O cantor Ney Matogrosso completou 84 anos de idade mais influente e na crista da onda do que nunca. Virou tema do filme Homem com H, de Esmir Filho e será enredo da escola de samba Imperatriz Leopoldinense em 2026. Porém, mais do que isso, permanece referência quando o quesito em questão é liberdade. Manter-se atual, relevante e sem se repetir numa era onde a própria classe artística prefere, muitas vezes, ser a cópia da cópia, é para poucos. E eu sempre quis ler mais sobre ele, sobre sua vida, suas escolhas, a trajetória até que chegasse aonde ele chegou.

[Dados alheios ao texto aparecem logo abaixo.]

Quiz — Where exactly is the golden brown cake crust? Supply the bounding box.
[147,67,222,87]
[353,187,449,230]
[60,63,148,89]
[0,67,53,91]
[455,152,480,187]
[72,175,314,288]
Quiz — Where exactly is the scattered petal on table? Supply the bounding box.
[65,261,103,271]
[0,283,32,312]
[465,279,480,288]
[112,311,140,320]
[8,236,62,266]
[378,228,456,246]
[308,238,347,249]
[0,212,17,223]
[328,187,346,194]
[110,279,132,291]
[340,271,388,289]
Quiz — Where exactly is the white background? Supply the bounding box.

Resultado: fui ler Ney Matogrosso: vira-lata de raça, livro de memórias produzido a quatro mãos, junto com o escritor Ramon Nunes Mello (que, desde já, adianto: pretendo procurar mais obras dele, que é um pesquisador nato).

Da infância nostálgica (com um pai pra lá de difícil, um militar velha guarda) aos palcos, desenhos, vestimentas, luzes, paetês... O homem que cantou "o vira", "sangue latino", "rosa de hiroxima", "bandido corazón" e tantos outros hits, também já quebrou muita pedra, sobreviveu de artesanato vendido nas ruas, trabalhou em hospital e se utilizou da estrutura militar oferecida pela Aeronáutica para sair de sua cidade e recomeçar do zero.

Assim como a canção homônima de Rita e Beto Lee, que dá título ao livro, Ney foi realmente "uma criança problema no meio de um dilema". E superou tudo isso com garbo, foi além, muito além na verdade, de suas próprias expectativas. E a consequência disso para nós, fãs extasiados, foi a presença desse camaleão da MPB nos palcos, nos clipes, nas entrevistas, etc.

Lembro de Ney Matogrosso cantando "América do sul" e exaltando sua defesa em nome dos latino-americanos, um postura totalmente de confronto a muitos vira-latas e baba-ovos do made in USA que adoram dar pinta de moralistas por aqui. Foi um deslumbre em todos os sentidos. A postura corporal, a voz, a afronta, o significado de tudo aquilo, e mais do que isso: um sentimento de "se ele pode escancarar, encarar o leão de frente, eu também posso e vou". Virei fã pra vida (e deixo aqui meu muito obrigado ao cantor pela influência).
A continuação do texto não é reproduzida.